Lothar Hänsler,
COO of RADAR Cyber Security
RADAR Chief Operations Officer Lothar Hänsler analyses the threat situation of the past 6 months. Operators of critical infrastructures are a particularly popular target for cyberattacks. However, taking precautions in cyber security pays off for all organizations.
Politically motivated attacks
Four months after the start of the Russian invasion of Ukraine, the threat level in terms of IT/OT security has increased further. The sophisticated cyberattacks are by no means limited to the parties of the conflict nor Ukraine only. They also hit neighboring states who support Ukraine, such as the European Union and its companies and institutions located there. The risk of cyberattacks against critical infrastructure companies is considered to be very high.
Vulnerable OT systems and production facilities
The area of OT security is moving more and more into the foreground. On the one hand, favored by numerous successful attacks, not least in connection with the Ukraine conflict. On the other hand, initiatives on the defense side may also have been a trigger, such as the U.S. Department of Energy’s strategy to modernize American energy security over the next five years, or the German Federal Office for Information Security’s (BSI) recommendation for measures with regard to Ukraine. In its annual report on the state of IT security in Germany, the BSI notes not only an increasing number of cyberattacks in 2021, but also a considerable increase in their quality. Such advanced attacks are, of course, always a major threat to any organization. Since they are comparatively ill-prepared for cyberattacks, this is all the worse. This applies to 48 percent of IT systems in Germany, according to a 2021 Cisco study. The situation is similar in Austria: Findings of PwC’s Global Digital Trust Insights 2022 show that around 73 percent of companies still plan to invest considerably more in cyber security in the next 12 months.
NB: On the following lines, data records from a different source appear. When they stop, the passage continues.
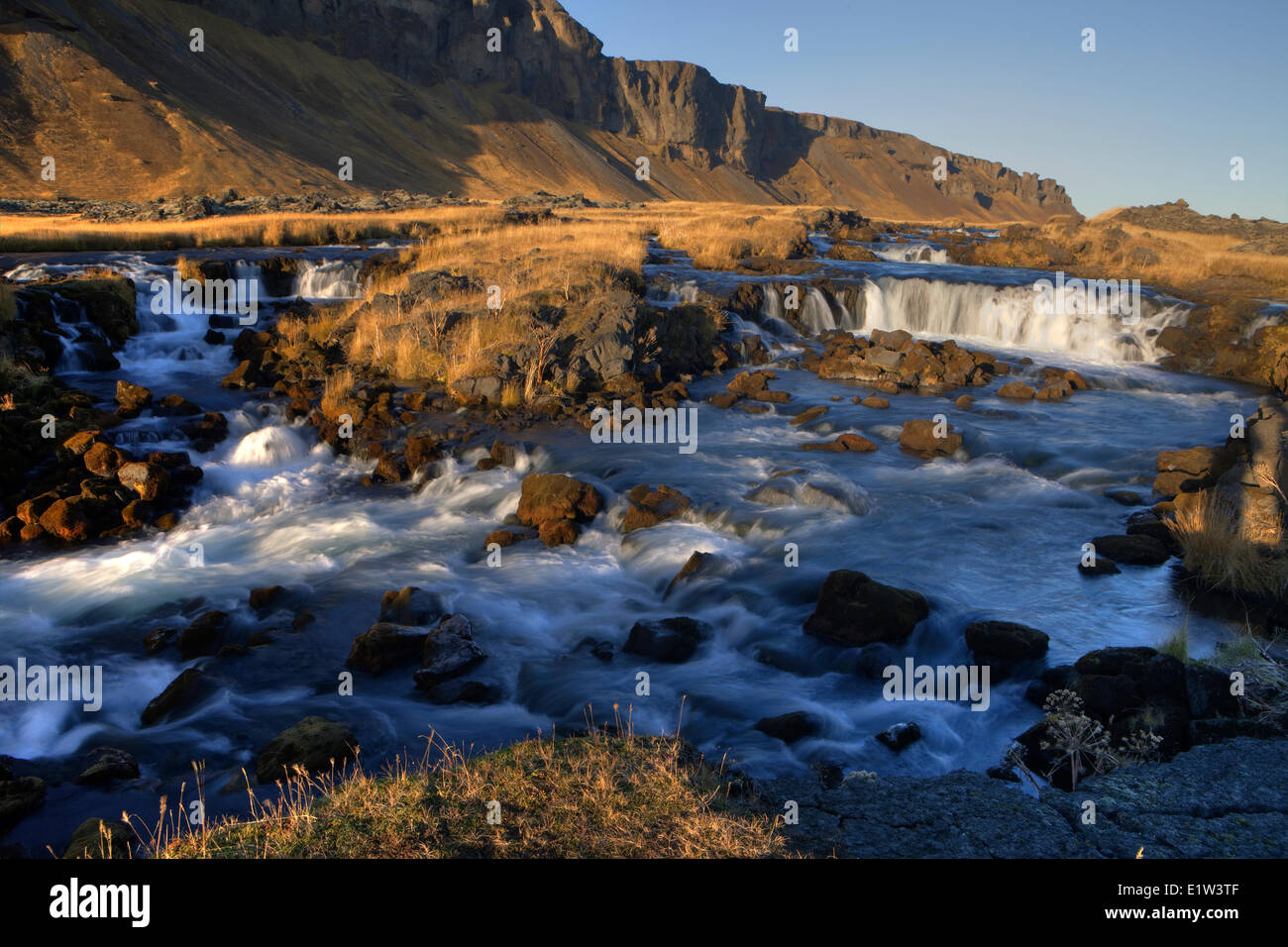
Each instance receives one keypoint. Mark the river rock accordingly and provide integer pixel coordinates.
(150, 480)
(104, 764)
(18, 799)
(450, 651)
(132, 398)
(384, 646)
(1132, 551)
(790, 727)
(1005, 642)
(65, 519)
(901, 736)
(411, 605)
(918, 437)
(652, 506)
(557, 496)
(855, 609)
(670, 641)
(175, 693)
(201, 637)
(314, 744)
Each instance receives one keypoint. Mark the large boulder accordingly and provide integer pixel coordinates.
(1005, 642)
(384, 646)
(1132, 551)
(652, 506)
(314, 744)
(855, 609)
(176, 692)
(450, 651)
(670, 641)
(919, 437)
(150, 480)
(557, 496)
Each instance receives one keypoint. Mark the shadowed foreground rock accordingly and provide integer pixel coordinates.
(1227, 800)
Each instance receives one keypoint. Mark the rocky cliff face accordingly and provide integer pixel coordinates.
(704, 138)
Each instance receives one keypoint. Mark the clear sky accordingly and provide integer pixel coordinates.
(1175, 89)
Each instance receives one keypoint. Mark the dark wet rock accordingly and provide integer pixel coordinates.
(201, 637)
(652, 506)
(463, 692)
(20, 797)
(384, 646)
(558, 532)
(790, 727)
(1103, 567)
(158, 639)
(670, 641)
(449, 652)
(1132, 551)
(411, 605)
(314, 744)
(1005, 642)
(809, 415)
(901, 736)
(557, 496)
(695, 566)
(855, 609)
(1211, 801)
(102, 838)
(391, 468)
(175, 694)
(266, 598)
(1125, 497)
(175, 406)
(107, 763)
(1017, 390)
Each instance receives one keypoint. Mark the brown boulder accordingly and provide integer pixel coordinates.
(557, 496)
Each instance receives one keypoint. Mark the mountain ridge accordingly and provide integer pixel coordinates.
(410, 91)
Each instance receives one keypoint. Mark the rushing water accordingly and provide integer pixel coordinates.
(995, 536)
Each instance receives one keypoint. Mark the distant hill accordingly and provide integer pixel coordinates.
(408, 90)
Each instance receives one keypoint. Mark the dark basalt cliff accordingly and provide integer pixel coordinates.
(549, 97)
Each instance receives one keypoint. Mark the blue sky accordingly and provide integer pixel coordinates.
(1175, 89)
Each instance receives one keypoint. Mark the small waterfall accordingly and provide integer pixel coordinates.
(675, 294)
(912, 253)
(268, 447)
(84, 346)
(329, 279)
(1013, 316)
(815, 313)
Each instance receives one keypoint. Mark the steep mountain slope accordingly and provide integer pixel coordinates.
(410, 90)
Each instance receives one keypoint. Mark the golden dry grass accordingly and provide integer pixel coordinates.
(8, 304)
(1109, 249)
(50, 234)
(593, 796)
(1229, 551)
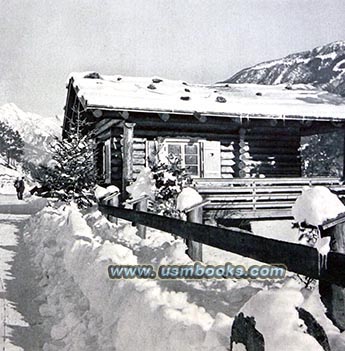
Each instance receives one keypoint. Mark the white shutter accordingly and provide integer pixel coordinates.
(107, 161)
(211, 159)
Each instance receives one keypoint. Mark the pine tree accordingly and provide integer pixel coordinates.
(71, 174)
(11, 143)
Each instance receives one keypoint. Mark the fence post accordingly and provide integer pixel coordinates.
(194, 250)
(332, 295)
(141, 206)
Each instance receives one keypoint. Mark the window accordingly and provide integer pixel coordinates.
(201, 158)
(188, 153)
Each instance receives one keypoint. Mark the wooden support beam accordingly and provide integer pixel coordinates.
(333, 295)
(127, 154)
(343, 178)
(194, 250)
(141, 206)
(201, 118)
(164, 116)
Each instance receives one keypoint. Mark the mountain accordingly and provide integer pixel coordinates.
(323, 67)
(36, 131)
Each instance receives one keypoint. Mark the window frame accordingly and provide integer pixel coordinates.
(183, 143)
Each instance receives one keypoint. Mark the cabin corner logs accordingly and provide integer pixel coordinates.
(242, 153)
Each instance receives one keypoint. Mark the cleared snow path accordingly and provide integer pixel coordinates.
(20, 322)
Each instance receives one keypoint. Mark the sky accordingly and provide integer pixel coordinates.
(200, 41)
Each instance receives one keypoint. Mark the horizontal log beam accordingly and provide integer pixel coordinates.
(297, 258)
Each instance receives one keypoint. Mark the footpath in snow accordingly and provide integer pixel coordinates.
(20, 322)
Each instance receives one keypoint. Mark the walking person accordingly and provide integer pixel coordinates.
(20, 187)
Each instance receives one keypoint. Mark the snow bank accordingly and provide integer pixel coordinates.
(278, 321)
(85, 310)
(316, 205)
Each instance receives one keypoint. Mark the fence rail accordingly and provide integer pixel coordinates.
(297, 258)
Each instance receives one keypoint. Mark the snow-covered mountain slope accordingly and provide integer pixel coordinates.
(323, 67)
(36, 131)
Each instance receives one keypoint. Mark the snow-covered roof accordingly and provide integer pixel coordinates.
(159, 95)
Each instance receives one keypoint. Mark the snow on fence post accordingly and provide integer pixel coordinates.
(194, 250)
(127, 154)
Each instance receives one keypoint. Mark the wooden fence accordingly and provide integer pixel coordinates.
(297, 258)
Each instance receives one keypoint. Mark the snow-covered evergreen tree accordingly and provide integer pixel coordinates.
(71, 174)
(11, 143)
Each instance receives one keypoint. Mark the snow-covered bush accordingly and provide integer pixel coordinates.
(170, 178)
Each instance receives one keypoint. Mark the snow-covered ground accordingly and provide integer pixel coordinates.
(20, 321)
(84, 310)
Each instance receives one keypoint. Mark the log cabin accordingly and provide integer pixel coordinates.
(240, 142)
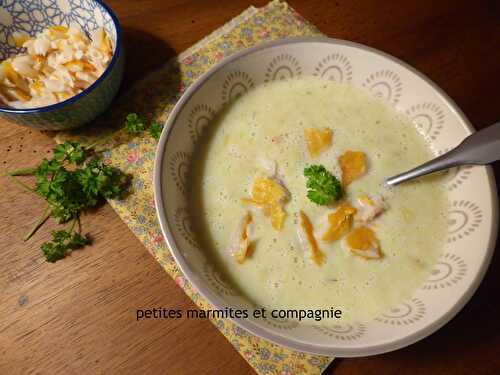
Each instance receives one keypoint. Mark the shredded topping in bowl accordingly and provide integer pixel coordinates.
(59, 62)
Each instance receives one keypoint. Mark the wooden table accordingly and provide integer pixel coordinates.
(78, 316)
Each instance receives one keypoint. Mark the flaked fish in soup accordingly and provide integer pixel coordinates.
(288, 199)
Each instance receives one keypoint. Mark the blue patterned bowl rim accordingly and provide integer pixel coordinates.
(77, 97)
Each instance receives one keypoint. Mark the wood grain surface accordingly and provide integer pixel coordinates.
(78, 316)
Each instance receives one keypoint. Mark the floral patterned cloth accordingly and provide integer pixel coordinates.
(155, 97)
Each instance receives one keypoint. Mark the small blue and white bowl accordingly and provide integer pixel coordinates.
(33, 17)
This is a step that can only be welcomed.
Lucrative business model with little effort
Cyber attacks with data exfiltration and ransomware dominated the first half of the year. The attackers are less involved in political activism but rather with extorting large sums of money. This trend will not abate in the near future. The attacker scene has evolved into a sophisticated, work-sharing model in which different groups exchange data and tools. There are groups that are specialized in trading victims’ login credentials and collecting the ransom.
Exploiting framework vulnerabilities
The zero day vulnerability “Log4Shell” has been a serious concern in many organizations and forced many Chief Information Security Officers and IT leaders to revise their open source strategy. This vulnerability has existed since 2013 and still requires the attention of IT departments to the extent that the vulnerability keeps making the news in new manifestations. Due to the increased vigilance, the negative consequences of the subsequent vulnerability in the Java framework “Spring” (Spring4Shell) were less far-reaching. Fortunately, companies rethought their security measures and were able to react much faster by means of extended vulnerability management and continuous threat intelligence through specialists.
Again the current threat situation shows that it pays off to take precautions in cyber security: Serious vulnerabilities, that are also relatively easy to exploit, require those responsible to make decisions and react quickly, especially if the manufacturer is slow in fixing the vulnerability. The most recent example is the “Follina” vulnerability in the Microsoft environment.